The Cheyenne character spans the ages from Voltaire’s wise-child Candide to the Beatles’ fool on the hill. Modelled, apparently, on Robert Smith of The Cure, Penn’s Cheyenne speaks high in pitch and low in volume, like Michael Jackson, lives in an Irish country mansion with his capable, upbeat wife Jane (Frances McDormand), and calls none to mind so much as Ozzy Osbourne.
The film spends way too much time establishing the facts of his current existence, while simultaneously failing to explain said facts. We get pretty rapidly that he is retired from an iconic rock career; that he’s either bored or depressed (he thinks the latter, his wife suggests the former); that he feels responsible for some deaths (of fans); that he’s childless but connected in some way to a young woman, Mary, and her mother. All of this is presented in a fairly piecemeal way that’s at odds with the extraordinary camerawork that swoops, tracks, travels and dollies in long scenes that plain camerawork fans like me will find amazing and intrusive in equal measure.

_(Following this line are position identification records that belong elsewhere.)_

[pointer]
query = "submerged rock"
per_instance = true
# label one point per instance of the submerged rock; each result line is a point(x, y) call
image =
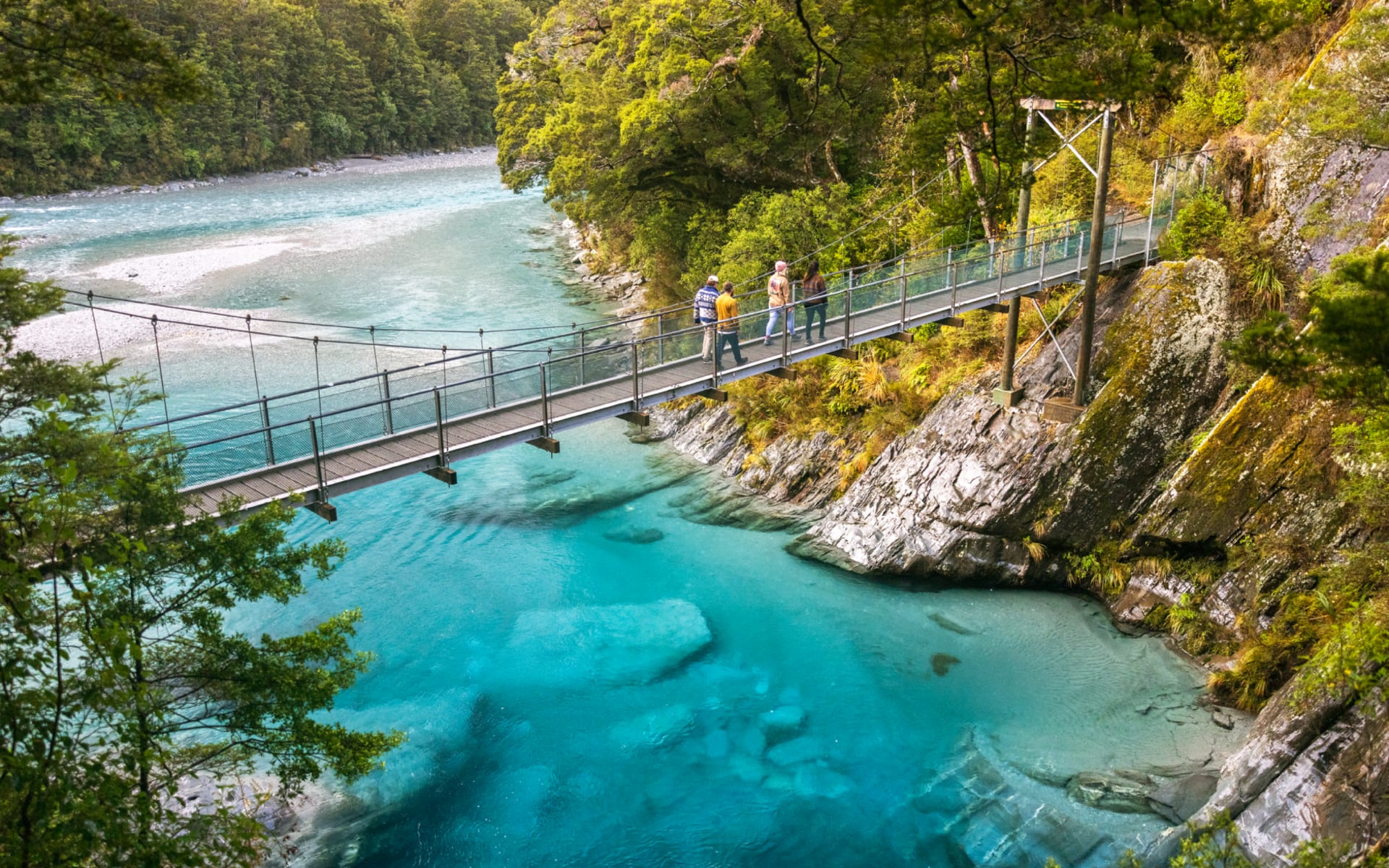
point(815, 781)
point(603, 644)
point(984, 818)
point(955, 626)
point(783, 723)
point(940, 663)
point(655, 728)
point(804, 749)
point(1178, 800)
point(638, 537)
point(1121, 792)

A storyline that seems to be about the artistic value or musicianship of Cheyenne’s body of work is introduced early, never to resurface, and Cheyenne’s own doubts about his worth are revisited later in a gratuitous scene with David Byrne, who collaborated on the music for the film, and who appears in a brilliant but largely irrelevant set-piece that features more of the previously mentioned extraordinary camerawork. (In this case a wide shot of a stage travels back to encompass a band, then its audience, and pans, turning, to zoom in to a close up of Cheyenne at the back of the crowd. The stage mechanics in this scene are worth the price of admission alone; it’s a pretty speccy scene – but one that arguably did not belong in this story.)
The encounter with David Byrne happens in America, where Cheyenne has travelled by ocean liner to attend the death of his father. News of his father’s illness has arrived via a red telephone in the house of Mary’s mother – one of a few red telephones whose significance escaped me, along with the nature of his relationship to Mary’s mother.
The film does a sharp turn for its second half: now we discover that Cheyenne has come from a traditional Jewish family, from whom he has been estranged, and that his father, a Holocaust survivor, has spent his life tracking down his Auschwitz persecutor, one Aloise Lange, now resident in the US and possibly still alive. Improbably, Cheyenne takes up the hunt, and what has been a character study turns into a road movie, complete with chance encounters, transformative brief relationships, and ultimately growth and redemption.
This is a really enjoyable film to watch, intriguing, puzzling, funny and unsatisfactory in turn. It’s not an artistic success, I don’t think: too many events simply don’t cohere (eg: there’s a character who lends his car to Cheyenne – who seems to be the least likely person in the entire universe to have a driver’s licence and to take on the task of driving around America – and who is never seen again, except in flashback when the car, again improbably, goes up in flames).
Further, the Holocaust theme is too big for the brief showing it gets, and the idea of the beauty of vengeance expounded by Lange in the climactic scenes, while huge and worthy of examination (in another film, perhaps), is completely separate from the experience that Cheyenne has had, the understanding he reaches, and the punishment he imposes.
And then the ending: come on! Resolve the central issue of your life, and give up on your hair dye and eyeliner. Yeah, right. I just didn’t buy it, and I still didn’t get who Mary’s mother was, and why she would be interested in the fact that Richard – whoever he was (yes, we met him in Brooklyn, or Queens, or wherever, but who was he?) – had grown into a fine handsome man. Or why an ageing rocker would think it was a good idea to fix up his young friend Mary with a guy who listened to Mariah Carey!
All of these reservations aside, I reckon it’s a film worth seeing: for the performance of Sean Penn, for the luminous Frances McDormand, for the extras from Freak Central Casting, for the show-off camerawork (eat your heart out, Antonioni!), for the low-key hero’s journey and the funky music track.